When I was a teenager seriously coveting a cabled vest in one of my mom’s knitting magazines, Mom told me, “It’s not your turn. Go knit it yourself.” And with that, she launched me forth into my knitting, bigtime. Go Mom!

Now, she had taught me how to knit when I was ten, on a summer-long road trip, but it had been awhile since I’d really worked at it: enough so that I couldn’t remember quite how to go about it. Being a teenager, I was not about to admit that and ask for help; I just sat there, yarn and needles in hand, trying to picture Mom’s hands at work and how the yarn was supposed to lay between which fingers. I did ask, now, how do you do that cast-on, again? But after that I went carefully off by myself where nobody could catch on that I wasn’t sure what I was doing.

The end result is that I concocted a knitting style that works perfectly for me and is utterly different from how she knits. It wasn’t till many years later that I discovered that, for my joint issues with my lupus, this was an exceedingly good thing, and that had I knitted Continental like I’d originally been taught, I probably never would have become a Knitter with a capital K. My style of grabbing the yarn every stitch involves virtually no wrist nor finger twisting and is far more comfortable for me.

That cabled vest came out gorgeous.

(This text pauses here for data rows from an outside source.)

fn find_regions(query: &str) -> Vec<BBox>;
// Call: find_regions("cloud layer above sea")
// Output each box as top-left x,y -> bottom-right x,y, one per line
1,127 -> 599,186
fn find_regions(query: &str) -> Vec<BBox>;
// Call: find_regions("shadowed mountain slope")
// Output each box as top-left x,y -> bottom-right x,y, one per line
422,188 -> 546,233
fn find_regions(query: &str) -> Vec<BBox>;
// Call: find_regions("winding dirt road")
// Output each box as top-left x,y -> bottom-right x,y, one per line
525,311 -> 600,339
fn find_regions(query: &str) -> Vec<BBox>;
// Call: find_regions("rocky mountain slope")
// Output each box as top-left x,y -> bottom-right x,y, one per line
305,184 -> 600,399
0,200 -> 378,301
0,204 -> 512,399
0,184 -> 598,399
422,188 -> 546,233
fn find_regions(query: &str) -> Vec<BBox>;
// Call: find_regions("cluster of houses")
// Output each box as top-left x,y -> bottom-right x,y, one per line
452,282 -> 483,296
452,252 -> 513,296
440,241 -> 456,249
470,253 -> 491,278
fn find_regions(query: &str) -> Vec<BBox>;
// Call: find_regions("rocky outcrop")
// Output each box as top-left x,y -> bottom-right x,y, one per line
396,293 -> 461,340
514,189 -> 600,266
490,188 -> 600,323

Then the four-color Scandinavian sweater that I did in two weeks. Then the Vogue cardigan, good wool, all of them… I knit like crazy through high school–but then when I got to college, I found I just didn’t have the funds for the yarn anymore, nor the time, and let it go.

But then, later, married and graduated and with a baby on the way, I wanted her–I was sure she’d be a her–to have a handknit sweater. A cabled vest somehow seemed just the thing.

I went to Sears and bought some cheapo acrylic Red Heart. In fluorescent green. I know, I know… “Color is everything,” Constance Harker… There are those who will tell you that Red Heart softens up after the first time you wash it. And that may be true nowadays. It wasn’t true then, and the thing still feels like you could scrub burned pots with it. Unfortunately, thinking that’s all there really was out there to work with, knitting and yarn stores having become rare by then, that turned me off from knitting for a half dozen years or so, which I regret. All the cute baby things I never made!

But I wanted to show off this vest that I designed completely on the fly 25 years ago as a new mom-to-be. I look at it and think, not bad (don’t mind the seam coming apart at the bottom there. It’s earned its gray hairs-equivalent.)

And this is what I made when that daughter was about ten. We’d come a long way, baby.